The surface area of a cube increases at the rate of $12 \; cm^2 /s$. Find the rate at which its volume increases, when its edge has a length of 5 cm.
Let length of edge of cube $=s=5 \; cm$ $\;\; \cdots$ (1)
Let surface area of the cube $=A = 6s^2$
Given: Rate of increase of surface area $=\dfrac{dA}{dt}=12 \; cm^2 /s$ $\;\; \cdots$ (2)
Now $\dfrac{dA}{dt} = 12 s \dfrac{ds}{dt}$ $\implies$ $\dfrac{ds}{dt} = \dfrac{1}{12s} \dfrac{dA}{dt}$ $\; \; \cdots$ (3)
Let volume of cube $=V=s^3 \;\; \cdots$ (4)
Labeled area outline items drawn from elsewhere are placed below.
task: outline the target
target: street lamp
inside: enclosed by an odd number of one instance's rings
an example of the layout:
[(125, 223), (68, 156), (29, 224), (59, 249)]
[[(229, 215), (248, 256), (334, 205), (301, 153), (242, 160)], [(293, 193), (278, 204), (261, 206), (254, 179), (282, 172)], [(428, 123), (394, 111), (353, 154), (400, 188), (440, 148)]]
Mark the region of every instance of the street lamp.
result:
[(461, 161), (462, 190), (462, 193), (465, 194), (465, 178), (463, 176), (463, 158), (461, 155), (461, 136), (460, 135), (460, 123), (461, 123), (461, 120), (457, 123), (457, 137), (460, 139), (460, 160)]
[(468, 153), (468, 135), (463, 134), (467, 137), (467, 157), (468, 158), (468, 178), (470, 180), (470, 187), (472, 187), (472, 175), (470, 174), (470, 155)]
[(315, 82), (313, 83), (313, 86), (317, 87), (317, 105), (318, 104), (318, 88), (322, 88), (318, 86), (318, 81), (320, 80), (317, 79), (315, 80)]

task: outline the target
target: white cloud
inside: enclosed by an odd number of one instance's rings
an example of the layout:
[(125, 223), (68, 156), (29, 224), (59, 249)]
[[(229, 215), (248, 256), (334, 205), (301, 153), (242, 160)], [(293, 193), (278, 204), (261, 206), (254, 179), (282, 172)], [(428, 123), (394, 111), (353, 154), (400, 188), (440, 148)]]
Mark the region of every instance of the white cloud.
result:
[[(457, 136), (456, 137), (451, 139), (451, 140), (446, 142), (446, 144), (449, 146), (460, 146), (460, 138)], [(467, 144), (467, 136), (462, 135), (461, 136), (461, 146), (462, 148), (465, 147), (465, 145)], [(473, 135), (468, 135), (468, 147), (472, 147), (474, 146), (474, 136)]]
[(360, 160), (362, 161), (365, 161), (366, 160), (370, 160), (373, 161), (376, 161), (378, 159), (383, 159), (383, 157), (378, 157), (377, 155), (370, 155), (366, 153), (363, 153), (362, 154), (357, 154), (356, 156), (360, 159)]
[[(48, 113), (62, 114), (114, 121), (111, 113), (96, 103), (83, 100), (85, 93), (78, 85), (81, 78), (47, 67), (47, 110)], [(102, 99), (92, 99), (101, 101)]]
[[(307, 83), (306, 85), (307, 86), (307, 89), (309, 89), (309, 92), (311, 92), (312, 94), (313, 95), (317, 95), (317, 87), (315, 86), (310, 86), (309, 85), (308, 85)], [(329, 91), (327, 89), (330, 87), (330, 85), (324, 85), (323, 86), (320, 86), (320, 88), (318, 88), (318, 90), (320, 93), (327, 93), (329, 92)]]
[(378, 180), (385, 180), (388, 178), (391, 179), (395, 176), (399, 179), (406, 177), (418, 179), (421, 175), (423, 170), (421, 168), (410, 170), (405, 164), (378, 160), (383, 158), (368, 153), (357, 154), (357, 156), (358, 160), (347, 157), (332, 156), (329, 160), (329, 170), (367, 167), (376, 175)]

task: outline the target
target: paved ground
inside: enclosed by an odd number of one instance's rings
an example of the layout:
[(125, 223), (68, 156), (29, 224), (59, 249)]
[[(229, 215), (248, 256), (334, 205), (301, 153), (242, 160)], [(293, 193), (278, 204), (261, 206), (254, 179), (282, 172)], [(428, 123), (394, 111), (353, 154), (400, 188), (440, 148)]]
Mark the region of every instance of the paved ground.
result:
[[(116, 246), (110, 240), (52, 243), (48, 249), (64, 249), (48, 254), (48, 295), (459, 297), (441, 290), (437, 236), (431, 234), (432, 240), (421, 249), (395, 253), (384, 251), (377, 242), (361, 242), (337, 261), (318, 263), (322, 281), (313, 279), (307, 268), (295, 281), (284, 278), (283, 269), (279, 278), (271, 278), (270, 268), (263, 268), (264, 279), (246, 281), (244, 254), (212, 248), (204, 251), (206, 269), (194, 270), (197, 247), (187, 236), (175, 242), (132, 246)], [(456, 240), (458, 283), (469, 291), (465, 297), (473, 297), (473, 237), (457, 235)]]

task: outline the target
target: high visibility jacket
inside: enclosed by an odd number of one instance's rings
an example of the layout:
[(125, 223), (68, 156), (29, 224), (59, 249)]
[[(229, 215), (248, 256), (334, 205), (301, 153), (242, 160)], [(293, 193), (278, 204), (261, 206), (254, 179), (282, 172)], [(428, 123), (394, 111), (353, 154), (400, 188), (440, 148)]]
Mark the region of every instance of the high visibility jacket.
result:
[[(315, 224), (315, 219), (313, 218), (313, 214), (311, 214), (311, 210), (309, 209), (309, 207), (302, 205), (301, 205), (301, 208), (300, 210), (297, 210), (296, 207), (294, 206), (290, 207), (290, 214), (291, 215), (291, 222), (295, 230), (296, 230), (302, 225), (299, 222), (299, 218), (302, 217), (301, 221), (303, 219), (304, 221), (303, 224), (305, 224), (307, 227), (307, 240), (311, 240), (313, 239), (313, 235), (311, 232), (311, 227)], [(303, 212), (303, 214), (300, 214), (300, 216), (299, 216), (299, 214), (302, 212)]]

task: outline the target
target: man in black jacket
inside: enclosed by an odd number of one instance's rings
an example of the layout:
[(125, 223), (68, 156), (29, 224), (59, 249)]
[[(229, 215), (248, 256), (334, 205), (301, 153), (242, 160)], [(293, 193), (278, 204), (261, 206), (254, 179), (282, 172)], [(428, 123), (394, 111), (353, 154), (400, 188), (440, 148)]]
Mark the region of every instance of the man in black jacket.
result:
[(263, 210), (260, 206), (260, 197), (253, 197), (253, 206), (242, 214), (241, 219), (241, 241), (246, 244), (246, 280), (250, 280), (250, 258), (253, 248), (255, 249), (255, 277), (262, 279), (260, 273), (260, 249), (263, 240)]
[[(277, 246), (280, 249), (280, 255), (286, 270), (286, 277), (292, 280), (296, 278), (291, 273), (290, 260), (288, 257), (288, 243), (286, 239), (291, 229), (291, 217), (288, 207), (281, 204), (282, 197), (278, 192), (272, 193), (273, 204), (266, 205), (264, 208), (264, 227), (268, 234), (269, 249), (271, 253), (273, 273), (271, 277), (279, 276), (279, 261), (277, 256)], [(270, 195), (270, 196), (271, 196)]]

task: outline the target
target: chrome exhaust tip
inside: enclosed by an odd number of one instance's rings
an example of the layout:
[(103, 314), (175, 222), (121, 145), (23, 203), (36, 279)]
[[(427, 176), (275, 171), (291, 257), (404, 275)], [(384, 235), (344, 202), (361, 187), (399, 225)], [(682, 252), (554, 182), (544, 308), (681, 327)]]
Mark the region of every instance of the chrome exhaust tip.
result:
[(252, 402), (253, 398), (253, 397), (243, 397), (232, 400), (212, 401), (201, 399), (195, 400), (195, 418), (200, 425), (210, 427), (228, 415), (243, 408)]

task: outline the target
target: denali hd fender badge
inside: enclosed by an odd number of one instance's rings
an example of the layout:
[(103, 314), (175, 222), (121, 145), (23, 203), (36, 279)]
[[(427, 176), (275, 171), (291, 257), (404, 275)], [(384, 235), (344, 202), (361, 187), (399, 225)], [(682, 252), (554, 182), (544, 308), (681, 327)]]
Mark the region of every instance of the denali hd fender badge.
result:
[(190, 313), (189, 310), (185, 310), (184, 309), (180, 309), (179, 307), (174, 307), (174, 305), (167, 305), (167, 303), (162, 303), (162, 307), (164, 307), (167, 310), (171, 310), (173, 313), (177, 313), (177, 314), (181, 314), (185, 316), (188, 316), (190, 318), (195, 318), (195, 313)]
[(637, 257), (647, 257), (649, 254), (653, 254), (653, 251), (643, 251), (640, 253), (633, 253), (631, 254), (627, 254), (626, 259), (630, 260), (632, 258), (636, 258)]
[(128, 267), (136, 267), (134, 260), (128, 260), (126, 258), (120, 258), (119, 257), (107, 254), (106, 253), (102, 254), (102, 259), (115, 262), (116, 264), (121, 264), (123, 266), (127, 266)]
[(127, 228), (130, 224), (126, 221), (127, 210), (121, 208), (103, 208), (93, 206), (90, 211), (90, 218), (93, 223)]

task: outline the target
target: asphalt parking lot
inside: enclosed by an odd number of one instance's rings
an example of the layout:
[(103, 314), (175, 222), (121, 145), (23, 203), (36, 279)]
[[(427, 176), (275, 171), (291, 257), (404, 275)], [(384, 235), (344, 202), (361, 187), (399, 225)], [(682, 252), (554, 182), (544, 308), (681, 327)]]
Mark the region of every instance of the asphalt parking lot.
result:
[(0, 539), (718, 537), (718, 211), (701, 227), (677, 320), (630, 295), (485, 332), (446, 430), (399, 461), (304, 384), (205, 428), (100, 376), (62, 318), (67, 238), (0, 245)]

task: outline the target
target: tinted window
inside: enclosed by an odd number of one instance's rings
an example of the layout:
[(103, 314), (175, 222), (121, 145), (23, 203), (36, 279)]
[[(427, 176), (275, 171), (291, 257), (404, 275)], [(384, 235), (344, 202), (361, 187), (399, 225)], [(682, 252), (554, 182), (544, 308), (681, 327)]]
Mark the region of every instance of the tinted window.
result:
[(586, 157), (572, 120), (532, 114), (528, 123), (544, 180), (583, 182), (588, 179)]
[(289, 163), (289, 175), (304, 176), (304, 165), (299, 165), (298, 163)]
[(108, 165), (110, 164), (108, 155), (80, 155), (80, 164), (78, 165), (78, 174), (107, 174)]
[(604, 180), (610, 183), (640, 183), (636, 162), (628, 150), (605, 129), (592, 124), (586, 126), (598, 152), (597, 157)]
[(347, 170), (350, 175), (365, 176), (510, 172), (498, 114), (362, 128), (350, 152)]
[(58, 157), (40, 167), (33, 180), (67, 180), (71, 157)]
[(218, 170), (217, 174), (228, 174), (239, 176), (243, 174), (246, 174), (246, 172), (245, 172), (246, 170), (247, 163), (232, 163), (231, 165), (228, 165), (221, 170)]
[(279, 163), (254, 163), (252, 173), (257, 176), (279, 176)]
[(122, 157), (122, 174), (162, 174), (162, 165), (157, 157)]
Differentiating both sides of equation (4) w.r.t time t gives
$\begin{aligned}
\dfrac{dV}{dt} & = 3 s^2 \dfrac{ds}{dt} \\
& = 3s^2 \times \dfrac{1}{12s} \dfrac{dA}{dt} \;\; \left[\text{From equation (3)}\right] \\
& = 3 \times 5^2 \times \dfrac{1}{12 \times 5} \times 12 \; \; \left[\text{From equations (1) and (2)}\right] \\
& = 15 \; cm^3 / s
\end{aligned}$
$\therefore$ Rate at which its volume increases $= 15 cm^3 /s$